658列車 ちゃんと調べてからにしてPart2
2062年4月24日・月曜日(第48日目)天候:晴れ風強し 北海道高速開発鉄道北海道高速開発鉄道線稚内駅。
「おはようございます。」
僕たちは目が覚めるとそう声を掛け合った。いつもならあんまり挨拶とかはしないんだけどなぁ・・・。

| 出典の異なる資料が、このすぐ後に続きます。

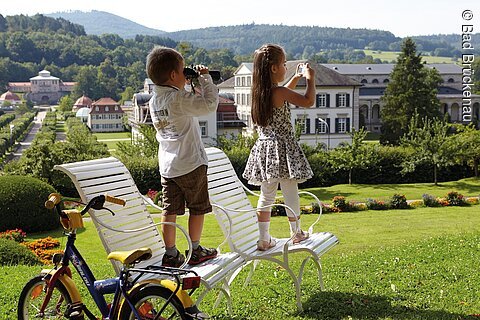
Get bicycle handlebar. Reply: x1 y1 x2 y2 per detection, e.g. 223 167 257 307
45 193 126 215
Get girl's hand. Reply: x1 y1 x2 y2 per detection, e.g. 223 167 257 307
295 63 306 78
194 64 208 74
303 63 315 80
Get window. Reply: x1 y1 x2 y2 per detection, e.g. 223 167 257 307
317 93 330 108
315 118 330 133
335 118 350 133
198 121 208 137
295 117 310 134
336 93 350 107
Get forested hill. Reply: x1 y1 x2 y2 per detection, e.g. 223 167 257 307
45 10 165 39
40 11 468 61
168 24 401 56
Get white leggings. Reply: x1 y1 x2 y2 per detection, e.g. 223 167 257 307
257 179 300 217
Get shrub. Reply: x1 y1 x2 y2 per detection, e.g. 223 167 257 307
0 176 60 232
0 239 40 266
465 197 480 204
332 196 349 212
25 237 63 264
446 191 466 206
0 229 27 243
366 198 390 210
422 193 440 207
390 193 409 209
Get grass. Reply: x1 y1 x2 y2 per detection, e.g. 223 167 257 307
93 132 130 141
0 206 480 320
282 178 480 204
363 50 456 63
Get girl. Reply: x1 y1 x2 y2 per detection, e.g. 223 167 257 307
243 44 315 251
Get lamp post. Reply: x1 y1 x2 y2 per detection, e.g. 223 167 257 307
317 118 330 150
10 124 15 146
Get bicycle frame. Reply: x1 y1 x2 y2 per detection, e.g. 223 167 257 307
40 231 122 318
39 195 200 319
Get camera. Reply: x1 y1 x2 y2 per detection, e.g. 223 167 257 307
183 66 221 81
297 63 307 75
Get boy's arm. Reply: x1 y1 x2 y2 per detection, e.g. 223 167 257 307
179 74 218 116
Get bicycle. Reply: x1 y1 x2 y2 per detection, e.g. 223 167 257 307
17 193 208 320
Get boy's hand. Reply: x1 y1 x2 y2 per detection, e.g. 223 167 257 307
195 64 208 74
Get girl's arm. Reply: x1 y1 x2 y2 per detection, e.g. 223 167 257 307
272 63 315 108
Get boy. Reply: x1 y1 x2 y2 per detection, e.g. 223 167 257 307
147 46 218 267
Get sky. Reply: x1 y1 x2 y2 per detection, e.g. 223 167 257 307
0 0 480 37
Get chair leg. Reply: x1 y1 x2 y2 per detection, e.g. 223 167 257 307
243 260 260 288
282 264 303 312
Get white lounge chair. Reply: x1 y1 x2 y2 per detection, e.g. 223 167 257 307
206 148 338 310
54 157 245 312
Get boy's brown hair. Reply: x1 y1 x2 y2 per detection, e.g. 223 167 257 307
147 46 183 85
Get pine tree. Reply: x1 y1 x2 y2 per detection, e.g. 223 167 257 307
380 38 442 144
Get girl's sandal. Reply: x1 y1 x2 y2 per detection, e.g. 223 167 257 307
257 237 277 251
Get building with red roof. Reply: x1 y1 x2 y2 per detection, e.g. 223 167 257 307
87 97 124 132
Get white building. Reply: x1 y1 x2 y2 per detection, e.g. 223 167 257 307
87 98 124 132
227 60 361 148
322 63 480 132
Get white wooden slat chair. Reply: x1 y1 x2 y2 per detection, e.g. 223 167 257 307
54 157 245 312
206 148 338 310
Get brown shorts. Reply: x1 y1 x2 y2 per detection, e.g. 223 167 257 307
162 165 212 215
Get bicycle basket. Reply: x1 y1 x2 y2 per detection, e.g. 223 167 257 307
60 209 83 231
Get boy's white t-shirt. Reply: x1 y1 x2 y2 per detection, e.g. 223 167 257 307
149 74 218 178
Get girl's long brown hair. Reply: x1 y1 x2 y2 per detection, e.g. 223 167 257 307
252 44 285 127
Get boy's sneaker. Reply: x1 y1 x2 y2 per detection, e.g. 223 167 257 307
293 230 310 244
162 250 185 268
185 246 218 265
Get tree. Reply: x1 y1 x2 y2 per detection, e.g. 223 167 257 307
330 128 374 184
401 116 454 185
58 95 74 112
120 87 135 104
455 124 480 178
380 38 442 144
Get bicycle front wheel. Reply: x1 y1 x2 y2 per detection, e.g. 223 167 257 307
118 286 192 320
17 275 72 320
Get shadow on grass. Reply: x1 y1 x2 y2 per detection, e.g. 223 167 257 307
299 291 478 320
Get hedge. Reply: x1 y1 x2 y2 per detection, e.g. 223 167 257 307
0 175 60 232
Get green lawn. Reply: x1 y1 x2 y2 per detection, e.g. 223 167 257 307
93 132 130 141
363 50 456 63
296 178 480 203
0 205 480 320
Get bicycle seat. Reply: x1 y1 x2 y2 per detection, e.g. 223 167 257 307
107 248 152 264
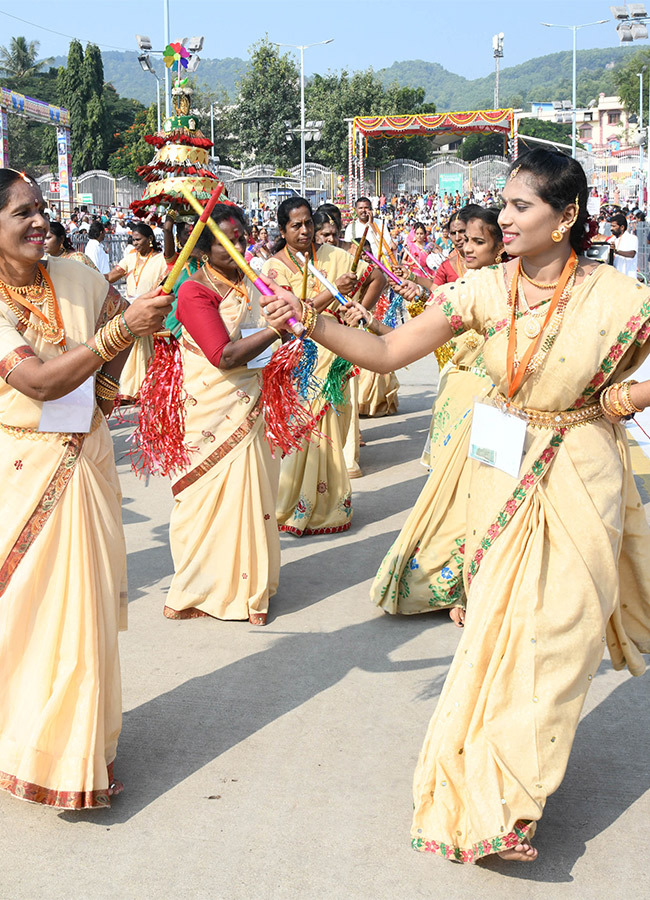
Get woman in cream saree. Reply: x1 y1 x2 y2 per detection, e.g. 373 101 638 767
262 197 383 536
164 204 280 625
260 150 650 862
0 169 169 809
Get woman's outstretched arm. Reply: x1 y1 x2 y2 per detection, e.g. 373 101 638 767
261 283 453 375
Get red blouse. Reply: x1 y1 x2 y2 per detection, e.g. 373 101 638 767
433 259 460 284
176 279 230 367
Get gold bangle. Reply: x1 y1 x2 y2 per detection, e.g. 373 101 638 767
97 369 120 388
95 328 117 362
607 384 627 419
95 384 118 401
621 381 643 416
106 316 132 351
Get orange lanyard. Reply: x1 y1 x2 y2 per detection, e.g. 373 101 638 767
205 262 251 311
506 250 578 399
133 250 153 288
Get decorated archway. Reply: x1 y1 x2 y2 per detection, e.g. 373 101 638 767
0 88 72 216
348 109 516 205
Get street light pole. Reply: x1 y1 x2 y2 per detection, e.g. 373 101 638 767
300 47 307 197
636 66 648 206
541 19 608 159
272 38 334 197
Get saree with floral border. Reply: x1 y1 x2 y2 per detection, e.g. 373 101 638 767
412 266 650 861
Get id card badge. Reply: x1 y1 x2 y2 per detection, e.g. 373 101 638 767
38 375 95 434
241 328 273 369
468 401 528 478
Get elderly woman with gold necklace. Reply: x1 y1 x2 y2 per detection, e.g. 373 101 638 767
262 197 385 536
265 150 650 862
164 204 280 625
0 169 169 809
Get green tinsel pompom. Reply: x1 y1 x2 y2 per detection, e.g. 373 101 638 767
322 356 352 406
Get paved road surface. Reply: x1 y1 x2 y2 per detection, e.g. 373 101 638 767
0 361 650 900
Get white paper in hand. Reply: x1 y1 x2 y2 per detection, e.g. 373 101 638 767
38 375 95 434
468 403 526 478
241 328 273 369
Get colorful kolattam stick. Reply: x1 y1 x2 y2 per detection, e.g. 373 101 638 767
181 187 305 337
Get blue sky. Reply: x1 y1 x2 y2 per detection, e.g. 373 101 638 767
0 0 650 78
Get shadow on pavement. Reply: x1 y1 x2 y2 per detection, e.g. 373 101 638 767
478 661 650 882
60 616 451 828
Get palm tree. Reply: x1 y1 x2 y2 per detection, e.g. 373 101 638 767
0 37 54 78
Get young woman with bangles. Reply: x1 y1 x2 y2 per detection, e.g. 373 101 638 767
164 203 280 625
106 222 167 403
263 197 385 536
265 150 650 862
370 207 503 626
0 169 170 809
314 203 399 478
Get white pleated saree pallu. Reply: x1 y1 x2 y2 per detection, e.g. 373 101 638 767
412 266 650 862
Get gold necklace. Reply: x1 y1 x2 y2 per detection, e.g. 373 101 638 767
519 265 557 291
514 261 578 375
0 264 65 344
203 260 252 312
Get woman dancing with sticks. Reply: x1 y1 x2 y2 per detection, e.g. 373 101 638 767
260 150 650 862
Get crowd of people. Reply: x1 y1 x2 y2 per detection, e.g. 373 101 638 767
0 150 650 862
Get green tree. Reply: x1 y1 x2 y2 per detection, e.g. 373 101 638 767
0 37 54 78
614 49 650 119
0 69 57 174
108 103 158 181
103 84 146 158
458 133 505 162
79 44 110 170
228 37 300 166
306 69 435 171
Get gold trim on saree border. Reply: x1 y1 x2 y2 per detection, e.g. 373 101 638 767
497 394 604 428
0 406 104 441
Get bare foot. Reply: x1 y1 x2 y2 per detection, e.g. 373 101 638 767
449 606 465 628
497 841 538 862
107 763 124 797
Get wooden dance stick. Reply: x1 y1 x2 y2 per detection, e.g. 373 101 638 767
364 250 402 285
300 244 309 303
297 253 366 325
163 182 223 294
181 187 305 337
350 222 370 275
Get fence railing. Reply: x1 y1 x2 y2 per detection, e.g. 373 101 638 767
36 169 144 210
37 151 641 211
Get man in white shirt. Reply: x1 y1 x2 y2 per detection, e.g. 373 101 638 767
343 197 395 256
84 221 111 275
611 213 639 278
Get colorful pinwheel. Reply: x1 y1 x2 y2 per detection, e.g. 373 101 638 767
163 41 191 84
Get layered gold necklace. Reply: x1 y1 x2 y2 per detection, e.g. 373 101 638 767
0 263 65 344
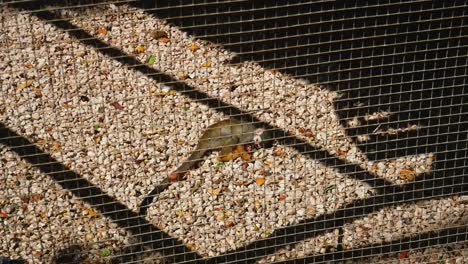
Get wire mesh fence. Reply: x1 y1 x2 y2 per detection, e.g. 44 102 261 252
0 0 468 263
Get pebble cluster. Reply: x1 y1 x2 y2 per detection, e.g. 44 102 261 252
0 5 466 262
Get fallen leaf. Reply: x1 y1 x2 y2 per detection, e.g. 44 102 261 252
337 148 348 156
62 103 72 108
214 162 224 169
93 124 101 132
190 43 200 52
159 38 171 43
325 184 336 192
30 193 42 203
399 169 416 181
273 147 286 157
148 55 156 64
278 193 286 201
18 81 32 90
176 211 184 217
202 60 211 67
135 45 146 53
224 220 235 227
255 178 265 186
34 88 42 97
98 28 107 35
208 188 221 195
186 243 195 249
111 102 123 110
86 207 97 217
99 248 111 257
150 30 167 39
51 141 62 152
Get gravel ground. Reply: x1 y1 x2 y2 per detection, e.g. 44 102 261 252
0 5 466 262
0 145 128 263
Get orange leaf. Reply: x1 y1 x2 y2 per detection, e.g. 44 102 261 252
190 43 200 52
150 30 167 39
278 193 286 201
86 207 97 217
62 103 71 108
98 28 107 35
224 221 235 227
18 81 32 90
400 169 416 181
159 37 171 43
31 193 42 202
34 88 42 97
135 45 146 53
255 178 265 186
202 60 211 67
111 102 123 110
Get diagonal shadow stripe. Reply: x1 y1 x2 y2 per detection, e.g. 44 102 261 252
275 226 468 264
5 1 396 190
7 1 466 262
207 184 468 263
0 122 201 261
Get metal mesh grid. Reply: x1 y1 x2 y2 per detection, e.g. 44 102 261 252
0 0 468 263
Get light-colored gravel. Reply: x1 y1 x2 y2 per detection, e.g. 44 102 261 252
0 145 128 263
0 2 460 261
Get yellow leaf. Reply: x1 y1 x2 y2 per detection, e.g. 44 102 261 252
208 188 221 195
202 60 211 67
255 178 265 186
159 38 171 43
98 28 107 35
86 207 96 217
34 88 42 97
400 169 416 181
18 81 32 90
135 45 146 53
190 43 200 52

今いる場所は日本最北端の街稚内。最長往復切符を3月8日から使用開始して今日で48日目。九州から本州を渡って北海道に入り、最長往復切符は折り返し地点に到達した。有効日数は残り62日。この日数を使って今度は九州へと戻るが、今日は最長往復切符を使わない。
「さて、今日はどうする。」
「どうしようかな。」
今日はフリーだからなぁ。特に何も考えていないんだよなぁ。
少し考えて、僕は水族館が近くにあることを思い出した。そこに行くことにしよう。
9時35分のバスに乗って10分くらいするとノシャップに着く。
「・・・。」
「ナガシィ・・・。」
「休館日とは知らなかったんだよなぁ・・・。」
「だから、そう言うのは調べてからにして。」
「ごめん。」
「あーあ。せっかくアザラシが見れると思ったのに・・・。どっかの誰かのせいでみられなくなっちゃったじゃない・・・。」
「ハハハ・・・。これは悪かった・・・。」
少し歩いてノシャップ岬に行ってみる。ノシャップ岬は宗谷岬と同じように稚内市にある岬だ。日本最北端の地は宗谷岬。こちらの岬には日本最北端の灯台があるという。そして、この岬を境に日本海と宗谷湾が分かれている。
灯台も見えるし、遠くに利尻富士も見える。
「綺麗だけど・・・。風強い・・・。」
「結構寒いなぁ・・・。」
「寒すぎ・・・。」
「本当なら水族館の中でアザラシでもみたんだけどなぁ・・・。」
「それは全部ナガシィのせいでしょ。」
「ハハハ。」
10時30分頃にやってくるバスに乗って稚内駅に戻る。
稚内駅から抜海駅に行ってみようかとも考えた。しかし、普通列車は10時27分に行ってしまっていた。ほんの十数分前のことだった。しかも、次の普通列車は18時04分までない。今から何時間後の話なのだろう・・・。
「・・・ナガシィ。」
「ハハハ・・・。」
「笑ってごまかさないで。これどうしてくれるのかなぁ。」
「レンタカーでも使って抜海港に行ってみる。それともタクシー、ヒッチハイク。」
「いや、ヒッチハイクはないでしょ。しかも二人も乗せてくれる人なんていないわよ。」
「・・・。」
「それにレンタカーって当日準備出来るかなぁ。私はそうは思えないんだけど。」
「今回は完全に失敗したなぁ・・・。」
本当にどうしようかなぁ・・・。
「アザラシは見てみたいしなぁ・・・。」
「今日は僕が全部持つから。機嫌直して。」
「別に全部持って貰いたいってわけじゃないわよ。」
「・・・。」
「明日行く予定だったけどさぁ、今日宗谷岬に行かない。」
「あっ、バス何時なのかな。」
13時20分までなかった・・・。